You need to make sure the steering system is in good working order because it could be a significant safety issue if it’s not. Getting it repaired will be costly, and you should pay a professional to do it unless you have extensive knowledge and skills to work on it yourself. 

A simple way to determine if the drive is in terrible shape is to test the lower outboard motor and see how much slack there is in it. Grab the drive and try to yank it back and forth. 

A tiny amount of slack is normal and nothing to worry about in a used boat motor. If you find a lot of movement, with the steering wheel remaining still, there’s a problem, and you should avoid buying it. Of course, if you’re willing to pay to have it fixed, you can use that to drive the price down. 

Check the bellows for wear and tear

Another vital part of buying a used boat is checking the bellows. These are rubberized parts that allow some components of the inboard/outboard motors to connect through the boat’s transom. The bellows allow the parts through, but they keep any water out, so it doesn’t damage the inboard motor or ruin any other internal components. 

If they are in poor condition, it’s a good indication that they will need replacing soon. 

However, they can be very costly to replace. Labor costs alone could set you back quite a bit. Also, if they’re too damaged, you must be sure the internal parts are free from corrosion and not damaged because of it. That would mean that you’re looking at a significant repair bill. 

To determine what kind of condition they’re in, you will need to look them over carefully. Look for any cracks within them. A small amount isn’t alarming, but it does mean that they’re starting to wear and will need replacing sometime soon. An extensive amount of cracks means you must take care of it as quickly as possible or risk water invading the internal components. 

Checking the lower unit motor for damage

When buying a used boat, one of the first things you will want to do is inspect the lower unit motor.
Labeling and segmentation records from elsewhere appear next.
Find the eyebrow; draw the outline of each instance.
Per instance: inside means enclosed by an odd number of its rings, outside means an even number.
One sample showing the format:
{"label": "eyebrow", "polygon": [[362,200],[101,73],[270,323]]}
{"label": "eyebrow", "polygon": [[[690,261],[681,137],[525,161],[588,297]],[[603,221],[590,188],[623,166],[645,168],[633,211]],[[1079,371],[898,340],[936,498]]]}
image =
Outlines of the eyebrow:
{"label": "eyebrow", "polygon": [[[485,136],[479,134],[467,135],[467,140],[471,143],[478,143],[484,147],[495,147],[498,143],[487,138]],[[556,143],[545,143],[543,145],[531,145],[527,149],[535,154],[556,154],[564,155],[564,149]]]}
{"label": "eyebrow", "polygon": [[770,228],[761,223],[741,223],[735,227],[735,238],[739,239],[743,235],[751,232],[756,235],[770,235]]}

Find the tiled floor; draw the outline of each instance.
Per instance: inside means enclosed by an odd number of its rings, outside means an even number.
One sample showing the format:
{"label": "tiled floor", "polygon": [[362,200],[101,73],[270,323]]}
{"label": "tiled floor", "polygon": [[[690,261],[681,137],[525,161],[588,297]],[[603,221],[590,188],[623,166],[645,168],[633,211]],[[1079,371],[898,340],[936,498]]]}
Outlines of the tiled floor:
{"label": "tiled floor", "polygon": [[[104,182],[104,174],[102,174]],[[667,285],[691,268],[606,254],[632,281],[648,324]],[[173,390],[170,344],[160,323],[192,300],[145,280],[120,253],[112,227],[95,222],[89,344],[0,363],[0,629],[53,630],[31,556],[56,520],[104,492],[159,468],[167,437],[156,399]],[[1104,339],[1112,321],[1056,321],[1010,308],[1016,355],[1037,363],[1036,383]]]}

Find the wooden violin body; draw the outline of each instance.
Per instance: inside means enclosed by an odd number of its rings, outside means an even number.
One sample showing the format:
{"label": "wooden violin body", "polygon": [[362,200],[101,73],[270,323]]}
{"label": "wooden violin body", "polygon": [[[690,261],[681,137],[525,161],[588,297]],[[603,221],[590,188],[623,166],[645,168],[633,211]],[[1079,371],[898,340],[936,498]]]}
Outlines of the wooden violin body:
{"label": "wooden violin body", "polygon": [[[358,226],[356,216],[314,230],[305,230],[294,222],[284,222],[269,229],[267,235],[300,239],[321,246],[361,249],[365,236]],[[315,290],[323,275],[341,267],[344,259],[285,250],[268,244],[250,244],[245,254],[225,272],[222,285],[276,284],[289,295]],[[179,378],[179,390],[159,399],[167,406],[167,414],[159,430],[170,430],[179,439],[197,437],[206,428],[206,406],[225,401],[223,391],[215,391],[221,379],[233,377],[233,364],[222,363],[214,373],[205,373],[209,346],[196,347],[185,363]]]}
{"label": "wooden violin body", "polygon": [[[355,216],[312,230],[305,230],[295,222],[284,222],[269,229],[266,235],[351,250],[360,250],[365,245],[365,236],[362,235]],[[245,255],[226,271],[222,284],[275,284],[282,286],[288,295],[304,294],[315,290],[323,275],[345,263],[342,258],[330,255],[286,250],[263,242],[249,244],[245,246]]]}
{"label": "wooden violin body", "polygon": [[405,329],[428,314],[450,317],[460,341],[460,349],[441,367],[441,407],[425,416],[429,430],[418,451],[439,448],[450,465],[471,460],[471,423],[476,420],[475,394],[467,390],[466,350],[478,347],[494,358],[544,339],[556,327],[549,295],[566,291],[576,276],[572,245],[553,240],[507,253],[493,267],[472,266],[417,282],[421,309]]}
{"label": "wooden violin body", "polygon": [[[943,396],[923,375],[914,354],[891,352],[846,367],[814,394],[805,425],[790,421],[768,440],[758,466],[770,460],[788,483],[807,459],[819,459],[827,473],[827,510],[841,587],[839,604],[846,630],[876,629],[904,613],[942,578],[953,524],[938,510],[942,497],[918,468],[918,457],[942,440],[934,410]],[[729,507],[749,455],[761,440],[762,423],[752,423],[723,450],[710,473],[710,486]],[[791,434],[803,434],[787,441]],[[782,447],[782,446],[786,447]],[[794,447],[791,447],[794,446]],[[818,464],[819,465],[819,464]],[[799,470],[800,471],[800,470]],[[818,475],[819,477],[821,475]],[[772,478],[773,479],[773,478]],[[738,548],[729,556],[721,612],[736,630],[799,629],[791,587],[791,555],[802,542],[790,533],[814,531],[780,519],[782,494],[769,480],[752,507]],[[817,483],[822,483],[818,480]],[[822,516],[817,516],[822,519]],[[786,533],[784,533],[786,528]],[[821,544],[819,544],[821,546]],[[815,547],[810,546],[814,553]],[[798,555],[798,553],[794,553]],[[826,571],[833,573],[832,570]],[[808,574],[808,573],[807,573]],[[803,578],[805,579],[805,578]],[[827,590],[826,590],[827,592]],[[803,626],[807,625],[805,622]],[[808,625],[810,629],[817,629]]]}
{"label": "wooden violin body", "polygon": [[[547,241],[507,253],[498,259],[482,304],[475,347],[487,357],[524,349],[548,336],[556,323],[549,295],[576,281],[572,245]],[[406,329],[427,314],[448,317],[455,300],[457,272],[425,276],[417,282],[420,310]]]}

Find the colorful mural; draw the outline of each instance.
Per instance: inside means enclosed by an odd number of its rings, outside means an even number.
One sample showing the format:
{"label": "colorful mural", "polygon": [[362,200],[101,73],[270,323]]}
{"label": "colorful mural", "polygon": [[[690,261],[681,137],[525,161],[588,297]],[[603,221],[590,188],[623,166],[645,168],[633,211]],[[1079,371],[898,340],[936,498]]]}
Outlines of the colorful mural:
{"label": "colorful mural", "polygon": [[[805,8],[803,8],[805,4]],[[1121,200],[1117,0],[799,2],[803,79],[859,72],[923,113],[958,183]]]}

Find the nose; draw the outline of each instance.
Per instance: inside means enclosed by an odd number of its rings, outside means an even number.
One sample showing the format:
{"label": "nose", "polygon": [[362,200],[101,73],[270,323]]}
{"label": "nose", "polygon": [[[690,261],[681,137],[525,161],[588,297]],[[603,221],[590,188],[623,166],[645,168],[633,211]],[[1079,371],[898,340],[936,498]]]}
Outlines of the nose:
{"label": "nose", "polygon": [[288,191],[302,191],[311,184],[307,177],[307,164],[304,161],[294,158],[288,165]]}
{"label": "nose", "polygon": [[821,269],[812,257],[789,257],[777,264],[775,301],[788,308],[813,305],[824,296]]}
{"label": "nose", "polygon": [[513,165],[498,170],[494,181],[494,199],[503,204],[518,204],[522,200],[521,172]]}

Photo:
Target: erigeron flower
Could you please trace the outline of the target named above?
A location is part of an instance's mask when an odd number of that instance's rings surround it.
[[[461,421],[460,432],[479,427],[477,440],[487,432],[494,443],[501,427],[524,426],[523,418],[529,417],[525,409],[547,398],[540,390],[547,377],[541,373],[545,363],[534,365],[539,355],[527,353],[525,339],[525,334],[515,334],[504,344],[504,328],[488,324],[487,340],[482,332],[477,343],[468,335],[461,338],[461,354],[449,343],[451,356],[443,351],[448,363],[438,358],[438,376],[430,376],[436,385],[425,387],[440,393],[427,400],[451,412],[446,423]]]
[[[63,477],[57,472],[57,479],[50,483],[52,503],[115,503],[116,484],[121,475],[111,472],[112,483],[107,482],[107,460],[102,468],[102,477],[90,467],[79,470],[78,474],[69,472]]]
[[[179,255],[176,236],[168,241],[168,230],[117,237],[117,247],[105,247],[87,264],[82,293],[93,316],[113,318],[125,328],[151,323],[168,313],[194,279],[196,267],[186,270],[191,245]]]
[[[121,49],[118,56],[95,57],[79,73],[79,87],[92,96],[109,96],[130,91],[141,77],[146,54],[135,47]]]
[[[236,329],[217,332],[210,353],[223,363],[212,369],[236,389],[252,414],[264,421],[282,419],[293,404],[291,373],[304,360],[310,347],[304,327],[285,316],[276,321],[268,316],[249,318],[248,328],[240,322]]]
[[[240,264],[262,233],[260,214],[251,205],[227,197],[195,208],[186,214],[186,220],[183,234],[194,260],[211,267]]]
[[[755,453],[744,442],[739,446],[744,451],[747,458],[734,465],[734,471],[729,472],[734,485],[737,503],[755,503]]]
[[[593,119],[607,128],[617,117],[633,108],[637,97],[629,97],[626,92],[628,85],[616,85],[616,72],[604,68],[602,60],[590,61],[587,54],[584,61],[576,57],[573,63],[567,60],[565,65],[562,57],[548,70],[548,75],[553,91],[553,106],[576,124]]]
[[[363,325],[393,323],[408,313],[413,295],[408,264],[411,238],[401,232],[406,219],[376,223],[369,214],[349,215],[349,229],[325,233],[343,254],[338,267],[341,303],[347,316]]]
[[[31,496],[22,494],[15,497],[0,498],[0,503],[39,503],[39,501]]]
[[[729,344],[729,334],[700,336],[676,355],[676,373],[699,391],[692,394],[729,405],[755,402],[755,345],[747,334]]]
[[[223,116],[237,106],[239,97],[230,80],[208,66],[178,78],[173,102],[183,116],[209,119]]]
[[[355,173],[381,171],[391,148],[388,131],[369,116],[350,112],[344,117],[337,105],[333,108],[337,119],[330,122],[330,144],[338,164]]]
Look for damage, especially in the propeller area.

Tiny dents and dings here and there aren’t usually much of an issue. But large chunks missing and misshapen propeller blades are a sure sign that there’s been extensive damage done to the outboard motor. 

Continuing to run the motor while still damaged will cause problems to other inboard/outboard components. The lower unit will need repairing pronto, and it won’t be cheap. If you see extensive damage to this part, avoid buying the boat or be prepared to shell out tons of money to fix it. 

Buying a used boat is a great way to save money. But, you want to know what you’re getting into if you’re planning to purchase one you found. Examine it thoroughly, so you know what to expect beforehand. Then you can decide whether the asking price is worth it or not.